When FCE BUT student Štěpán Kapsa saw a call on Facebook to apply for a work placement through Erasmus, he decided to apply. "About two years ago, I saw some photos and knew that someone from our school had already been on this internship in Norway. It intrigued me a lot, but at that time, it was unimaginable for me to go alone. When I saw it now, I thought, why not. Maybe it will work out," he describes.

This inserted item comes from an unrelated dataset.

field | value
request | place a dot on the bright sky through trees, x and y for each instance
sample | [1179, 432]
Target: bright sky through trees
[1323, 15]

And it indeed worked out. He was accepted for an internship at the subsidiary of the construction company Metrostav and in February this year he travelled abroad for work. He is currently on the Norwegian island of Nerlandsøya, where the construction of an approximately six hundred-metre chamber bridge is underway. This bridge will connect the islands of Nerlandsøya and Bergsøya. "It's a bit more challenging here in terms of transportation and weather. But we live well here," says Kapsa. Although he doesn't receive a salary, unlike his colleagues, his accommodation is provided by the employer, and he also receives a meal allowance. At the same time, he admits that he is looking forward to the islands becoming more populated and lively in the coming months. "It's pretty empty here so for because people come here only in the summer," he confirms.

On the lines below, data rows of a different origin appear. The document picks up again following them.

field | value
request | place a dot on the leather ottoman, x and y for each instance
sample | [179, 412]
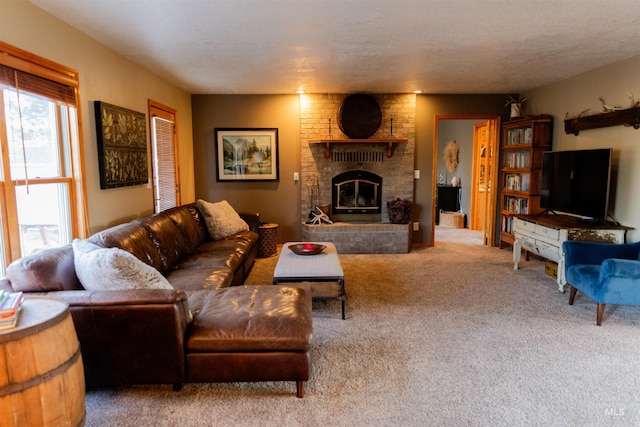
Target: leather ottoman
[250, 333]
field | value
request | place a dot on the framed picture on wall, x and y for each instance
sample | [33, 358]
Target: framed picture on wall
[122, 146]
[247, 154]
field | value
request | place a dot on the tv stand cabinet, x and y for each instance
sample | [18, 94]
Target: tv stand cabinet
[543, 235]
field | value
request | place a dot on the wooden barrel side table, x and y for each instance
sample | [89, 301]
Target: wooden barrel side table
[268, 242]
[41, 371]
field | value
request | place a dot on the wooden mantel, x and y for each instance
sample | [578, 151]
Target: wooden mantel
[389, 141]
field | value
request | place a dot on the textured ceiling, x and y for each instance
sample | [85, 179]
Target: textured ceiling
[376, 46]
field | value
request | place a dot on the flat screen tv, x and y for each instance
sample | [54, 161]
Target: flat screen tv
[577, 182]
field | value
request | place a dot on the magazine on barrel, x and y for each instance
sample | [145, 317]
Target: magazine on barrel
[10, 308]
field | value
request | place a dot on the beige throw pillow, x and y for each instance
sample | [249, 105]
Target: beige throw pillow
[103, 269]
[221, 219]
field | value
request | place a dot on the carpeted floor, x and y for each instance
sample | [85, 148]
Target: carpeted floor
[448, 335]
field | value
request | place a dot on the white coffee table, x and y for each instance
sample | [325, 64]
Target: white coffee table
[323, 272]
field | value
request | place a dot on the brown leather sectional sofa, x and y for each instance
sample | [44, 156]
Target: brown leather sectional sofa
[238, 333]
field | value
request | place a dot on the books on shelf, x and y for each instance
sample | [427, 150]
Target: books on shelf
[517, 182]
[10, 303]
[517, 205]
[518, 136]
[517, 159]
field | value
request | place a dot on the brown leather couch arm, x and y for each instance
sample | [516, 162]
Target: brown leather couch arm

Štěpán Kapsa stíhá při práci i poznávat Norsko | Autor: archiv Štěpána Kapsy

His office is right on the construction site, and he shares it with about ten other colleagues. "They are technicians responsible for ordering materials, checking them upon receipt, and solving structural problems at various stages of bridge construction. It may look quite simple, but the construction is getting more and more complicated and we have to solve problems that the original design did not anticipate," explains Štěpán Kapsa. He helps with whatever is needed. "I'm here to assist other technicians. The big advantage is that, within such a large construction, I can try out various professions. I like that it's not a stereotypical job. Moreover, on such a large project, one also feels responsibility for everything one does," he adds.

He says he had to learn a lot at the beginning. "It's a big construction, also on the sea, which has its specifics. At the beginning, I had to absorb things quickly. And it was quite a shock," he admits. Especially the unusual working hours and environment. "It's always dark in Norway in winter, so I didn't have much energy. And the shifts were demanding until I got used to it," says Štěpán Kapsa. He works from Monday to Saturday. "From Monday to Friday, it's from 7 a.m. to 7 p.m. On Saturday, it's from 7 a.m. to 3 p.m. We work for three weeks and then we have a week off," he explains. Thanks to this rhythm, he reportedly has some time explore Norway. During the free week, he and his colleagues go on trips and try to get to know the country as much as possible.


The advantage is that he did not have to worry about the language barrier. "Only Czechs and Slovaks work in our company," he explains why he didn't have to learn Norwegian. He manages with English when contacting suppliers and institutions, so nothing has forced him to learn the local language so far.

Být blízko stavby by doporučil student FAST VUT všem projektantům | Autor: archiv Štěpána Kapsy
Although Štěpán Kapsa worked in a design office during his studies, the opportunity to be close to the actual construction seems crucial to him. "When monitoring the construction progress on a daily basis, one realises a lot of things that theoretical understanding alone is not enough for. I think this internship gives me a new perspective on my studies and the ability to think differently about future designs. Thanks to being between construction and the office now, I have learned a lot," he notes. Therefore, he would recommend such an internship to all those studying Construction and Traffic Structures. "That's the field I'm studying. And as the name suggests, these are large structures. I think it's really important for the correct and reliable design to experience constructions of such scales and see them up close," he explains why he would recommend a similar internship to his classmates.

Whether he will return to Norway after completing his studies, he does not know yet. "Of course, I'm thinking about it, but for now, I’m leaving it open. It would depend most on the team I would work with," says Štěpán Kapsa. According to his words, he is currently focusing o successfully completing the internship, which roughly halfway through.